En primera página. Al ver Vivanco la foto de su hijo en la primera página de los periódicos, tratado como un delincuente, su desesperación fue absoluta. «Aquel día -escribirá Gefaell en el diario, en una última anotación que recoge lo sucedido desde entonces y hasta la muerte de su marido- en Pamplona creíamos volvernos locos de dolor. No sabíamos de qué acusaban concretamente a Juan, qué había hecho, ¡qué estarían haciendo con él! Nos destruía pensar que a nuestro querido hijo, tan amado, le estuvieran torturando.» Y añade: «Luis Felipe no levantó cabeza desde entonces. Sufría, sufría, callado, como rompiéndose». Y empiezan de nuevo las visitas a la cárcel de Carabanchel. Vivanco acompaña a su mujer como un fantasma: «Nos rodeaba aquel mundo variado y nervioso de familias de presos comunes, de gitanos, y el grupo de familias de «políticos» mal visto por todos ellos». A todo esto, Franco había entrado en su crisis final. Al parecer, el escritor pasaba las horas en su sillón pendiente de las noticias, viviendo en constante tensión. «Nos decían -Gefaell- que al morir Franco la Guardia Civil entraría en la cárcel a matar a todos los presos políticos.» Sucedió todo lo contrario, pero tanto el poeta como María Luisa se hacían eco, como es lógico, de todos los rumores. Franco iba muriendo muy lentamente y Vivanco iba muriendo silenciosamente. «Quería a su hijo con desesperación.»

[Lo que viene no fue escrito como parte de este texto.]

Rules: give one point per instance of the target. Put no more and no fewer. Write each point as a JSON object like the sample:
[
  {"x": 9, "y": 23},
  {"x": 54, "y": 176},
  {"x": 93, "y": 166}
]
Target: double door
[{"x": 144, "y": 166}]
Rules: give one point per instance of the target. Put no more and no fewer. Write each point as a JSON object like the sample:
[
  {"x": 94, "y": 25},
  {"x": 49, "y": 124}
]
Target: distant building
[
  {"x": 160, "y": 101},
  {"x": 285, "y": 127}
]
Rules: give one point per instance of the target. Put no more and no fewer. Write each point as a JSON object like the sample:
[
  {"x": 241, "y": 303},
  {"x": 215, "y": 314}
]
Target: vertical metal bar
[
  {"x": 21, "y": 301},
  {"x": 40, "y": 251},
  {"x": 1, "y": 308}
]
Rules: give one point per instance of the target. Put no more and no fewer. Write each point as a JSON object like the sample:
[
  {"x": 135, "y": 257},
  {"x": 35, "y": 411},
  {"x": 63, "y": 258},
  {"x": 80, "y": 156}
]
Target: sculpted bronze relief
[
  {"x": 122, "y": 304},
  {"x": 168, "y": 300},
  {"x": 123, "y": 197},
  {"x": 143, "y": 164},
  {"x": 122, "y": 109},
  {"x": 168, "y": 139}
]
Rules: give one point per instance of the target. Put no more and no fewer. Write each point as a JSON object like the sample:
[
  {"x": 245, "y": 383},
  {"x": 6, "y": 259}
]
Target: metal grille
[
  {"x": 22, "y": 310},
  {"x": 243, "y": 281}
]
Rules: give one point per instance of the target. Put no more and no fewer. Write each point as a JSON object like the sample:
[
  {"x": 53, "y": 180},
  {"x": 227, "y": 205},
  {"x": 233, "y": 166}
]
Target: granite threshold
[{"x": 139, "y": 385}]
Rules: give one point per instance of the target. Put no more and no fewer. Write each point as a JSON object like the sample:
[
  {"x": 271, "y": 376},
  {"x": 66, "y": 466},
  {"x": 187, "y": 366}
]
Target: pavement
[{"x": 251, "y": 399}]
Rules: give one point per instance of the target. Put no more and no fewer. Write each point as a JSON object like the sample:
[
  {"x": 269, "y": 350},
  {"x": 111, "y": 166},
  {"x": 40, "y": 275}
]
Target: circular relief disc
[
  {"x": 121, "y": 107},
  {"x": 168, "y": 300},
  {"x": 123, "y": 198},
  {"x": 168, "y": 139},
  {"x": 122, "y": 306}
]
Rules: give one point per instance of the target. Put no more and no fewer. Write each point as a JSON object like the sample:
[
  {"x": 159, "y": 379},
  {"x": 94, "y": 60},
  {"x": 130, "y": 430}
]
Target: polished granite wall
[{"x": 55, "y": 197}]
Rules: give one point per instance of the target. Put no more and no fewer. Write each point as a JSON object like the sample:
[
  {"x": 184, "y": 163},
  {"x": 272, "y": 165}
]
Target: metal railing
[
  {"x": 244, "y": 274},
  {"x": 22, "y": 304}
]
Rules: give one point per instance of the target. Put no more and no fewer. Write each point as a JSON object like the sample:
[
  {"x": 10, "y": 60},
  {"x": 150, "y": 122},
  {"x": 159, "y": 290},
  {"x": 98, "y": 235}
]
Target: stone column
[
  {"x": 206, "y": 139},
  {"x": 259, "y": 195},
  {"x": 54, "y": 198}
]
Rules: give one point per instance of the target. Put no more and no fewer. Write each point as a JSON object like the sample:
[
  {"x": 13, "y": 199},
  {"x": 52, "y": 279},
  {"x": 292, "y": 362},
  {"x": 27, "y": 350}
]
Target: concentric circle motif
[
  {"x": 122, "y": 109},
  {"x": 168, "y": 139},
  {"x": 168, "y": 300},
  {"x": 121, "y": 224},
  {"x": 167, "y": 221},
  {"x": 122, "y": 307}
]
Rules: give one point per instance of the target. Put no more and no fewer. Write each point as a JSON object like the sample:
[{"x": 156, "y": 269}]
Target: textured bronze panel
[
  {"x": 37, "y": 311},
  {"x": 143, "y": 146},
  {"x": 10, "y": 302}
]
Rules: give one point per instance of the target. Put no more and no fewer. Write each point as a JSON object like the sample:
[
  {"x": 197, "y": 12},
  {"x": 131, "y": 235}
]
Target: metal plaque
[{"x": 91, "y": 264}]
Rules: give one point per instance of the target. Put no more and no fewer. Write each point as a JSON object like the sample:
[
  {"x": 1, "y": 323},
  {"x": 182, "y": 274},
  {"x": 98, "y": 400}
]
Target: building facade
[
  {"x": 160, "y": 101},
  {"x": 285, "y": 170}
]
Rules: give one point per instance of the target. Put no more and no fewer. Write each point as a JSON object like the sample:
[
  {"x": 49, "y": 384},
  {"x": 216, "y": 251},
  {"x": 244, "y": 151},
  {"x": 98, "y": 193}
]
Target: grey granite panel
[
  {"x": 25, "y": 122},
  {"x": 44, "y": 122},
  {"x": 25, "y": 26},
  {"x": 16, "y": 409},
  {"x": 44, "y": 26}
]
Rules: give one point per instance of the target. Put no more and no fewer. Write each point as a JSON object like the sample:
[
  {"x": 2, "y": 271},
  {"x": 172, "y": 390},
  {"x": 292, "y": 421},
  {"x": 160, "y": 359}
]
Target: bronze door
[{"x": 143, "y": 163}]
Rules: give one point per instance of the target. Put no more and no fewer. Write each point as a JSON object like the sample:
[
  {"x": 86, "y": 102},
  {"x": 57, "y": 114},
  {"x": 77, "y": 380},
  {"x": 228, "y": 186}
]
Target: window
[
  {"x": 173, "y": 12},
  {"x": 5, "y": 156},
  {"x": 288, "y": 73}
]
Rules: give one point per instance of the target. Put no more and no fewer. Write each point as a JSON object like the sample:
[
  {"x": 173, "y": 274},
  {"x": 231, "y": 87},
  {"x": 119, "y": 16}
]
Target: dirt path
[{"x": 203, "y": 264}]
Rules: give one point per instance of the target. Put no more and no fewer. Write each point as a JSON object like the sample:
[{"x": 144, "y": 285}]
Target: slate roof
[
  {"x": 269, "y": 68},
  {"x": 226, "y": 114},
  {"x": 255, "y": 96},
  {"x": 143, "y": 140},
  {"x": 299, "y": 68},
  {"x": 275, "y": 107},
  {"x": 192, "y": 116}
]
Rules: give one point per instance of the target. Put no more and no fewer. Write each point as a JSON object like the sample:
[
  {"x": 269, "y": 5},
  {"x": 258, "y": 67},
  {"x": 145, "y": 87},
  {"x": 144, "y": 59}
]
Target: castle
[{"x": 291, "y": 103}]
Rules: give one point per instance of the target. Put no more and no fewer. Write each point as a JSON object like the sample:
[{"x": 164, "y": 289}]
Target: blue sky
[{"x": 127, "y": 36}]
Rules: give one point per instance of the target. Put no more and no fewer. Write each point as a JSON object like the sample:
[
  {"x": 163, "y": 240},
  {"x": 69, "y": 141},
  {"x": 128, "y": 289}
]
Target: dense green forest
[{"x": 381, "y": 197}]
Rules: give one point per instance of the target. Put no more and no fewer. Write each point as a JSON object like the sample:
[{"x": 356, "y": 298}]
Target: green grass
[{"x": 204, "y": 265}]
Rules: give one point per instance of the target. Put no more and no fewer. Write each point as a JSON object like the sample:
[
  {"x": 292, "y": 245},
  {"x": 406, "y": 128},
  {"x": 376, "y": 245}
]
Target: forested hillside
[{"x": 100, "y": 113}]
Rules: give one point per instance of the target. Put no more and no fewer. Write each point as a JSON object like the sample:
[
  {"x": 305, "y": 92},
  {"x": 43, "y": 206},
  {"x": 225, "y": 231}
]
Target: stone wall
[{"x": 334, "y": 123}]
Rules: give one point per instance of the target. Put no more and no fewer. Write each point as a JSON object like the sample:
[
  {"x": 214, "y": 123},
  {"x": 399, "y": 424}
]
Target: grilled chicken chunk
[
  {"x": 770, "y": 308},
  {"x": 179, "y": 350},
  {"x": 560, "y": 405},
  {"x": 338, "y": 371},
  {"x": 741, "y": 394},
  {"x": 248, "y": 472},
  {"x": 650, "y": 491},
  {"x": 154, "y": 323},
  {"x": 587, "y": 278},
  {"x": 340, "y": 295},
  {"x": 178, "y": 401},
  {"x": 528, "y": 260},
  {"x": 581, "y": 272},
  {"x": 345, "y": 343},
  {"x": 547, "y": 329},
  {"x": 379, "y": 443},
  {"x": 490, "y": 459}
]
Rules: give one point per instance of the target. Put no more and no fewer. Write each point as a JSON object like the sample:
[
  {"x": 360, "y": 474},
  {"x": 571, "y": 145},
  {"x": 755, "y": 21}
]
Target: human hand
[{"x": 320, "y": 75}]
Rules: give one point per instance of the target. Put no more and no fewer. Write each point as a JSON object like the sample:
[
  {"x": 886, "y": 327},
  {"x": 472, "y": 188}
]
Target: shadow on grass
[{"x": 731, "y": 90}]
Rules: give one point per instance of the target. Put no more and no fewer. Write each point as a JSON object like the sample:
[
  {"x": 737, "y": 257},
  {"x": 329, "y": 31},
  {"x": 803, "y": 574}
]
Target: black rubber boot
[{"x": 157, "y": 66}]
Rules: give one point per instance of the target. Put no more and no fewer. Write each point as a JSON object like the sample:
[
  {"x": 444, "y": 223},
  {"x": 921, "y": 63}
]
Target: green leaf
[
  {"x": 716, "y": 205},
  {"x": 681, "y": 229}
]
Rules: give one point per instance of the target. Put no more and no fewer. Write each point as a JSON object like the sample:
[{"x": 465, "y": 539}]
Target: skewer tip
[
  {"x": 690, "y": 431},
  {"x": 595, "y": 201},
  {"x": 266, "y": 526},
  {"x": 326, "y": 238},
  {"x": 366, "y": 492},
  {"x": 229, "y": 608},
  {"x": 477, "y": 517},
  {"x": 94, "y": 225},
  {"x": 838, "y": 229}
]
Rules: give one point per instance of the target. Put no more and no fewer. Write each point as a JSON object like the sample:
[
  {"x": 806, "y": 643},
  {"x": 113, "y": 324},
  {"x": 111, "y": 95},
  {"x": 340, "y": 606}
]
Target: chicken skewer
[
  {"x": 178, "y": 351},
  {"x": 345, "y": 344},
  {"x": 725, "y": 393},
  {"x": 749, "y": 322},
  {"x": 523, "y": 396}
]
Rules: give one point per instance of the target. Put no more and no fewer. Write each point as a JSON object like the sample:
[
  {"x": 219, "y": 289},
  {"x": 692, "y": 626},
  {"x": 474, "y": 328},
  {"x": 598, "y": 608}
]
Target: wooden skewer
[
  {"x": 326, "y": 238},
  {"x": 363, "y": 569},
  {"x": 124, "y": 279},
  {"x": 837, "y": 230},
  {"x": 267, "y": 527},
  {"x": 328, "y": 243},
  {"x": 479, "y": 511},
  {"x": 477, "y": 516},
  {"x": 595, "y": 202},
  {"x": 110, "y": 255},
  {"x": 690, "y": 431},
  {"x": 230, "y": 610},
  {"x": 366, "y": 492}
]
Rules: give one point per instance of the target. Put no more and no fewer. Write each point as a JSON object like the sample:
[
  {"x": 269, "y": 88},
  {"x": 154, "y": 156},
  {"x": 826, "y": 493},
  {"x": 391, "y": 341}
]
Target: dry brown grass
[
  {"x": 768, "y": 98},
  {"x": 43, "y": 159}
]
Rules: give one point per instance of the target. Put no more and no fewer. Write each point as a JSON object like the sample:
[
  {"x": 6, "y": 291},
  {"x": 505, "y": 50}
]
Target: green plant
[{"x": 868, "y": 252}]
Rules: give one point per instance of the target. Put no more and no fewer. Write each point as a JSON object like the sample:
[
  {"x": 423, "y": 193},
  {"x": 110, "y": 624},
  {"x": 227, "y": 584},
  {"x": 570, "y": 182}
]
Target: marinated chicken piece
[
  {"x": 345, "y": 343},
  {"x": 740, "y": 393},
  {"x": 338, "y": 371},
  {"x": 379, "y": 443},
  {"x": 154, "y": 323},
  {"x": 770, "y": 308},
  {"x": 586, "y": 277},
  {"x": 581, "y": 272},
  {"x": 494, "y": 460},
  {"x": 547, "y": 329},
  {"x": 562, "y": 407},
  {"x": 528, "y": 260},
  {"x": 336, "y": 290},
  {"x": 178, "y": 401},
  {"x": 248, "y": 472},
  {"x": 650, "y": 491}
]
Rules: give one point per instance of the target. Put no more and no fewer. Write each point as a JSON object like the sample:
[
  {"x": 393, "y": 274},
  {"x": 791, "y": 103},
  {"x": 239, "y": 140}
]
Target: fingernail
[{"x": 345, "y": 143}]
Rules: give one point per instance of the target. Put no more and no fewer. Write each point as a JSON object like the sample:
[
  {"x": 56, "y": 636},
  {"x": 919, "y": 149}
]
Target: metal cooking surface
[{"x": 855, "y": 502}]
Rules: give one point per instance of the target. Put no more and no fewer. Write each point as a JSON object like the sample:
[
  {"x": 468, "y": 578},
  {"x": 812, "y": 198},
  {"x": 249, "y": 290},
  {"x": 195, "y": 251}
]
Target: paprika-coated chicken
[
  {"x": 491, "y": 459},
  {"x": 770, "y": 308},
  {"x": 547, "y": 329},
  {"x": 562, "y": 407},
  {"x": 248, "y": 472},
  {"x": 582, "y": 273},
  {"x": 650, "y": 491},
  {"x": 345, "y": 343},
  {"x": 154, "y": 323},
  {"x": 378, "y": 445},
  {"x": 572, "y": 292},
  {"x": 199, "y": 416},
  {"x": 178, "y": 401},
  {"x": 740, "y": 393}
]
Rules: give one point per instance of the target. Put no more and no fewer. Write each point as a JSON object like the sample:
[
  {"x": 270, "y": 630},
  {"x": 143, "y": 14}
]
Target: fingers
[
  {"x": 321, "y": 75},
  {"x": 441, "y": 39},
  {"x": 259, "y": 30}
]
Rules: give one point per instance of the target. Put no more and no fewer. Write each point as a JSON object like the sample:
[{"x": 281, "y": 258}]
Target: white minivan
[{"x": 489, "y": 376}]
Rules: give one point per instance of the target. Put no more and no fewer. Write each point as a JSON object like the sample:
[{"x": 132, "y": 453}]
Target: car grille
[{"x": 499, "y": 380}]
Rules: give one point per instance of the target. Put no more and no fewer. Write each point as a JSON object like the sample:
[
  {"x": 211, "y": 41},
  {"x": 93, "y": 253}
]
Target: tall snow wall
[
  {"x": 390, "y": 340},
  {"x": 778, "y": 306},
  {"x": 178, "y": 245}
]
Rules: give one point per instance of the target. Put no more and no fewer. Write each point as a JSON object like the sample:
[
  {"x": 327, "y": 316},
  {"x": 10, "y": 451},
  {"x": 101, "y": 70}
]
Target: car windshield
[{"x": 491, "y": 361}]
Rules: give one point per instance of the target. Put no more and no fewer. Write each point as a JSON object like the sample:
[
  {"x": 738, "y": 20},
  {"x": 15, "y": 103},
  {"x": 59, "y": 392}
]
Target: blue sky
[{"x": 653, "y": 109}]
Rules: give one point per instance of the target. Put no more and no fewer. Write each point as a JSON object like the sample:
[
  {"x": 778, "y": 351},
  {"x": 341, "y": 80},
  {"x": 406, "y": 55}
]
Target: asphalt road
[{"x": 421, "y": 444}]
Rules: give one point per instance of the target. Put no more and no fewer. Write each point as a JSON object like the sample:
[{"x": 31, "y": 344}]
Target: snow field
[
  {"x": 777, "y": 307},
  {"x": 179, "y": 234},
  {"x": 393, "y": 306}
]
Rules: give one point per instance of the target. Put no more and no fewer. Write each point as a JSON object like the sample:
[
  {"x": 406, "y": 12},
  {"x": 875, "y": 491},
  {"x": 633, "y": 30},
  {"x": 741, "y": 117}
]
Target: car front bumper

El dictador murió en la madrugada del 20 de noviembre. El día anterior, el escritor había ingresado en la Clínica de la Concepción con un fuerte malestar impreciso y en la misma clínica le sobrevino el infarto. Su mujer entraría en la UVI para decirle «Franco ha muerto», pensando que tal vez la noticia le haría reaccionar. Vivanco musitó: «¿Ha muerto?». Ya no dijo nada más. Dos horas después, y ante la inminencia del desenlace, llegó su hijo, esposado, en medio de una nube de guardias armados. Una escena aparatosa, excesiva e innecesaria para un moribundo. El escritor fallecería en la madrugada del 21 de noviembre de 1975. No pudo haber flores en su entierro porque todas las floristerías trabajaban para la Plaza de Oriente. La noticia de su muerte pasó igualmente desapercibida en la Prensa. Tampoco habría Transición para él. Su hijo, Juan Vivanco Gefaell, salió un mes después de la cárcel.